Wednesday, November 23, 2011

Let’s Talk Turkey; a living, feeling, animal


As a vegetarian, Thanksgiving dinner and its baseless tradition of eating fowl isn’t one of my favorite meals. And I am sure the turkey likes it even less.
Every fourth Thursday in November people like myself, who don’t believe animals should be eaten, are asked to sit at the spread on the dinner table and pick around the baked bird carcass just to fill ours plates with cranberry sauce, corn, mashed potatoes and everything else, which hasn’t been tainted by the juices of this once feathered friend. Why? Does eating a once sentient being have any basis other than what the meat industry has force fed us as a yearly ritual?
Every year in the U.S. between 250-300 million turkeys are bred for slaughter, which amounts to about 5 billion pounds of dead flesh. Their meat is valued at close to $8 billion dollars, so no wonder Americans are force fed turkey meat; the factory farm industry is making billions of dollars off of the holiday dinner table.
But what about the cruelty these sentient animals endure? Vast majorities are crowded into factory farm confinement operations where each gets less than three square feet of space. You just have to watch this short video to see how this holiday feast is actually a cruel deception. http://www.adoptaturkey.org/aat/media_center/thanksgiving_toll.html
Once their genetically engineered bodies reach market weight (which is an average of fifteen pounds) they are packed into crates and trucked to slaughterhouses. Once in this infirmary, they die a not so pleasant death, just to feed us.
So how did the turkey become a symbol of Thanksgiving Day gluttony? Wild turkeys, as colonists would have encountered in ‘New England” four centuries ago surely did not resemble the stuffing crammed bird many serve on today’s dinner table. These birds of yesteryear were able to fly, difficult to catch, and their tenacity had Benjamin Franklin suggest they be revered as our national symbol.
What was the Pilgrims first celebratory meal in 1621 and did they eat manifestations of today’s factory farmed animals? One of the first recordings I found was a celebration of harvest not a “day of thanksgiving”, which colonists would have viewed more as the end of a period of fasting and prayer.
This festival was for Native Americans and Colonists to give thanks for the bounty they had reaped from their farmed lands, and important members of the community gathered for a main course of local grown items which they themselves grew. They did not have national food chains to buy neatly cellophane wrapped processed food from, as we do today.
It seems there are many unfounded legends as to why turkeys are carved up by the millions every year, but none so far to convince me they deserve to die and be eaten.  So this Thanksgiving I will once again make my traditional vegan meal and eat it proudly knowing that no animal, feathered, furred or hoofed suffered for my dinner plate.

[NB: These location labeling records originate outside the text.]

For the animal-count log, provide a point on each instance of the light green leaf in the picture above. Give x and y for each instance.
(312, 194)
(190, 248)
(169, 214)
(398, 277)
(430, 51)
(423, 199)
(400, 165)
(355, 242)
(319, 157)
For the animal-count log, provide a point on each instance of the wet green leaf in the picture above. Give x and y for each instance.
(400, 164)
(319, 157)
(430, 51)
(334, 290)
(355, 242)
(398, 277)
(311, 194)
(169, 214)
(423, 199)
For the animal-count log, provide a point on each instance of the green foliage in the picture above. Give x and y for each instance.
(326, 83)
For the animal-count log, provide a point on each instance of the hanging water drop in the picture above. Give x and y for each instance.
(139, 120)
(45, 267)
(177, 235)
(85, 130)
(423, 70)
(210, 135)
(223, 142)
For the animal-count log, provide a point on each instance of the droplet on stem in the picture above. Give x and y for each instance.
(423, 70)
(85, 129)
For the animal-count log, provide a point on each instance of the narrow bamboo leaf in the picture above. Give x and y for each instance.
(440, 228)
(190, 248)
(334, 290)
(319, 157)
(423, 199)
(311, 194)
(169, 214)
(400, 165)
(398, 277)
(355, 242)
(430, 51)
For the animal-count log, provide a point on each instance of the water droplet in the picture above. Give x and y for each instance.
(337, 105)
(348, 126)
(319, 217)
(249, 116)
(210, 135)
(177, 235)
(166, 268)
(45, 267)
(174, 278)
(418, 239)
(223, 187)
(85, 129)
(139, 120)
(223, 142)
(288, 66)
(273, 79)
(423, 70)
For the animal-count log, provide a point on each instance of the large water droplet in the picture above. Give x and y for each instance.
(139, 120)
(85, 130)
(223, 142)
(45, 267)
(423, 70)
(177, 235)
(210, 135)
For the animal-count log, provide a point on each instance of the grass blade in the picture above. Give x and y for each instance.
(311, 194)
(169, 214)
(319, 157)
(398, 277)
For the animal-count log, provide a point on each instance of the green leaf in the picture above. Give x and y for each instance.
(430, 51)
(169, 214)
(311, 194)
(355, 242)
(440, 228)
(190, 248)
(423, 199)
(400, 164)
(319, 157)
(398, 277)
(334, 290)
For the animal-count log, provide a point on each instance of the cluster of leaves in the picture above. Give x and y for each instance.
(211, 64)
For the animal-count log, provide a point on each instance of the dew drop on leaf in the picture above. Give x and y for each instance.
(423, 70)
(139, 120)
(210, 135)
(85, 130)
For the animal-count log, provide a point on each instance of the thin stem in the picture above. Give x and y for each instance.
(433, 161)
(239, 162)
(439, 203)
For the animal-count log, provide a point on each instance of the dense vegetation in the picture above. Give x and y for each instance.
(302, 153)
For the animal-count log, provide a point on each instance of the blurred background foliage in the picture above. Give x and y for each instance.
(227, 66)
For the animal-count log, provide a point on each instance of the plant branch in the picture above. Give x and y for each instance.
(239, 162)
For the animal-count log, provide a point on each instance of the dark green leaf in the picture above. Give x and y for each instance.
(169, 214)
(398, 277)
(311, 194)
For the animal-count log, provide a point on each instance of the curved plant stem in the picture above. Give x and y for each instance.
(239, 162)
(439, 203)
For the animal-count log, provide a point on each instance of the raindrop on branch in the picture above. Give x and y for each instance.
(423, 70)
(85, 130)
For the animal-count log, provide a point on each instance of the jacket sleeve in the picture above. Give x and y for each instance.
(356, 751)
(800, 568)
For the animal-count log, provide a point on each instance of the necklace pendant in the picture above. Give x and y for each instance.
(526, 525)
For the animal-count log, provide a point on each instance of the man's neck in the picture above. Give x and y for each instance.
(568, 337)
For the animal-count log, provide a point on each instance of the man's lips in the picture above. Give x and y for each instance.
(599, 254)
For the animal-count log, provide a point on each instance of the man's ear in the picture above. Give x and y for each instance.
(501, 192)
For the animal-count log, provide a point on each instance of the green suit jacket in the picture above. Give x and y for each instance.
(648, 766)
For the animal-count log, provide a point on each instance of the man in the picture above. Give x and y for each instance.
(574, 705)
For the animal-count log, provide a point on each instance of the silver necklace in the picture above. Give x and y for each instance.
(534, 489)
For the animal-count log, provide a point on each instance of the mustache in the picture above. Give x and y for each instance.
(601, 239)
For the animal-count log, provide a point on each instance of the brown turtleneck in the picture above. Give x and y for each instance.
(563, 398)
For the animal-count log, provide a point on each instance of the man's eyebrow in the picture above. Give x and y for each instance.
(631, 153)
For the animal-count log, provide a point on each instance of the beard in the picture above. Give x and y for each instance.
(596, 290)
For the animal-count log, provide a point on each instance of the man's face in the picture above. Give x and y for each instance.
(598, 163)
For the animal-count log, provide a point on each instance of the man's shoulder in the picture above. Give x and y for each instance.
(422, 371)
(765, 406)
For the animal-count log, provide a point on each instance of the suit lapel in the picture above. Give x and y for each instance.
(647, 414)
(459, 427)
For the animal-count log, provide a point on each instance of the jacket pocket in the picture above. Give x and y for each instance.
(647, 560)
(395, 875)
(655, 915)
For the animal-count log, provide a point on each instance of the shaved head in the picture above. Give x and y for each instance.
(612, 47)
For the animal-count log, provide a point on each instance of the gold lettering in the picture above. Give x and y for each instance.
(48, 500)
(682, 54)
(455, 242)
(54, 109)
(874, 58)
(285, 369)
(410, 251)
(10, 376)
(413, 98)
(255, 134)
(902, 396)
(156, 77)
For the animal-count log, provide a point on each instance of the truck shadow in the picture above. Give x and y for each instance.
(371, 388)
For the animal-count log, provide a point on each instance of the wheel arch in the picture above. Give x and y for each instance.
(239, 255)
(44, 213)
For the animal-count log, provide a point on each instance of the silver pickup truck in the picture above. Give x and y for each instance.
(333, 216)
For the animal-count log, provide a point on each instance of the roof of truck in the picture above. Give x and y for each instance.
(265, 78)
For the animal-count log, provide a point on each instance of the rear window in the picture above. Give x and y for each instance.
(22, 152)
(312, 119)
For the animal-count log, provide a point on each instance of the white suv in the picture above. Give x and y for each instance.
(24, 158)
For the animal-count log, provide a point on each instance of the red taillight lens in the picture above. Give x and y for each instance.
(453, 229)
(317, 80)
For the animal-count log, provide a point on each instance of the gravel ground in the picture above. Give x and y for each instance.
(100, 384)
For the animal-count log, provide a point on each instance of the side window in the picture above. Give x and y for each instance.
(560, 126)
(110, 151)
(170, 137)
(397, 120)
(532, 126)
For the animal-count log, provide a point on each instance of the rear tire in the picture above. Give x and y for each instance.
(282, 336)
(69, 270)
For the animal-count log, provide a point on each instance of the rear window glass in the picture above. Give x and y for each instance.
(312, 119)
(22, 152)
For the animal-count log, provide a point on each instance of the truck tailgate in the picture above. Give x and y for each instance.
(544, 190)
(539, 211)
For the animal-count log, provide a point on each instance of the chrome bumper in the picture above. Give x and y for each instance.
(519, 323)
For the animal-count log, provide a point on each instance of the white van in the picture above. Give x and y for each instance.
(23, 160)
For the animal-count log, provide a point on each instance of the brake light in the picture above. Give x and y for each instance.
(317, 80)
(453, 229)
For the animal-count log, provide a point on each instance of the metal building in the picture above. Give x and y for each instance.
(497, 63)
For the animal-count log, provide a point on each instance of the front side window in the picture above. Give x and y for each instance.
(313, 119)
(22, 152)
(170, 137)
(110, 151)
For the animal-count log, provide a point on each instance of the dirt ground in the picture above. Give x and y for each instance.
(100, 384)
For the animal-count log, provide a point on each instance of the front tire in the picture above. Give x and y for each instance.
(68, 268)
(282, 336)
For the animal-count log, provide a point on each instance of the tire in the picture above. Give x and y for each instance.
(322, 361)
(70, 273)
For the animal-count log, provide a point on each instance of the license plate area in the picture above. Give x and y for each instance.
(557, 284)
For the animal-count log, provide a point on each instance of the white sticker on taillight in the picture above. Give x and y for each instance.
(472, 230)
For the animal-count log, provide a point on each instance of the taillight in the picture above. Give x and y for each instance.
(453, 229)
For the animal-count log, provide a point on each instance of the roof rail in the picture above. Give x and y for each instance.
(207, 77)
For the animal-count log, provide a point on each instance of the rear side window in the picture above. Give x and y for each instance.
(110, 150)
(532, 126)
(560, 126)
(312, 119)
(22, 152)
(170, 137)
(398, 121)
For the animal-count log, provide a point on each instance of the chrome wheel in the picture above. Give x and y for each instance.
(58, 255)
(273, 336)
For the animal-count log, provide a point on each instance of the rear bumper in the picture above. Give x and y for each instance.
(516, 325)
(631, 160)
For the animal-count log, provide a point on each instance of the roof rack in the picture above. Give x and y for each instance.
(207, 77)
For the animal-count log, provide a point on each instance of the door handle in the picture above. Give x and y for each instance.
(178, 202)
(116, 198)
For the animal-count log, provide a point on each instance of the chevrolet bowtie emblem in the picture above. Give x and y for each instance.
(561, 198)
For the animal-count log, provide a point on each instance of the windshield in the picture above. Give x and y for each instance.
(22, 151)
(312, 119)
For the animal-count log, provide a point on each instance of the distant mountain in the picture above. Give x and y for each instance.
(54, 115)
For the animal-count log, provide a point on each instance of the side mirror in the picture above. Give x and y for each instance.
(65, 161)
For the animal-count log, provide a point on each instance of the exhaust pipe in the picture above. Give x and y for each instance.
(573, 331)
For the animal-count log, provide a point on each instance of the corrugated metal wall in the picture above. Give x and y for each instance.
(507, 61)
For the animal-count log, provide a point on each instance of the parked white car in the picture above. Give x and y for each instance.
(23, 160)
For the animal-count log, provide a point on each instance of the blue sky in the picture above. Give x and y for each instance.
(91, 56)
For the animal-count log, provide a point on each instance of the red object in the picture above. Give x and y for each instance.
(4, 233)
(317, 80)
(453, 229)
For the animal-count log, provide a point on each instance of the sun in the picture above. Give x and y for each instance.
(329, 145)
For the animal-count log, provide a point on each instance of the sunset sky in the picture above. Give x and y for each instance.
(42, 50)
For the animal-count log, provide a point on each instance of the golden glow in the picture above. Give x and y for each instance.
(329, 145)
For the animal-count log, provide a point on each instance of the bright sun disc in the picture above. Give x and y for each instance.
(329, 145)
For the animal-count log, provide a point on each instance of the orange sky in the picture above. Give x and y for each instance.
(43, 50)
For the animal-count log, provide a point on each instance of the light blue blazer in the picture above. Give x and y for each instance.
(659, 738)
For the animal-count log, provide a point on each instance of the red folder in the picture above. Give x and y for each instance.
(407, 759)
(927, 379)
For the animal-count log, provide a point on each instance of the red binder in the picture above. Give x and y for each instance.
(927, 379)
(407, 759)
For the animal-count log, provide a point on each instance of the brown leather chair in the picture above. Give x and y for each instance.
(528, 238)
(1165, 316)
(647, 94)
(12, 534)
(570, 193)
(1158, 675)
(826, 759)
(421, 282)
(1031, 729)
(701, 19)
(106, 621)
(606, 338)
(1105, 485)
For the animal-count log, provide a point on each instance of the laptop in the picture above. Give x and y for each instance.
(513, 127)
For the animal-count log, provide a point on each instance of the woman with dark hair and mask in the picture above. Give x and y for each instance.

Care to sponsor the life of a turkey instead of eating one?

Some fun trivia facts about turkeys.

~The long fleshy skin that hangs over the turkey’s beak is called a snood
~ The color of a wild turkey’s naked head and neck area change blue when mating
~ Male turkeys are nicknamed “toms” while the females are called “hens”
~ When turkeys reach maturity they can have as many as 3,500 feathers
~ Faster than a speeding bullet--- wild turkeys can run up to 55 miles an hour

1 comment:

Donna said...

Thanks for the insight...while it may not stop some from eating animals maybe it will make some folks think about the over processed and un-natural foods we do eat...creating a conscious thought of what we eat...then leading to a deeper consideration of where it comes from.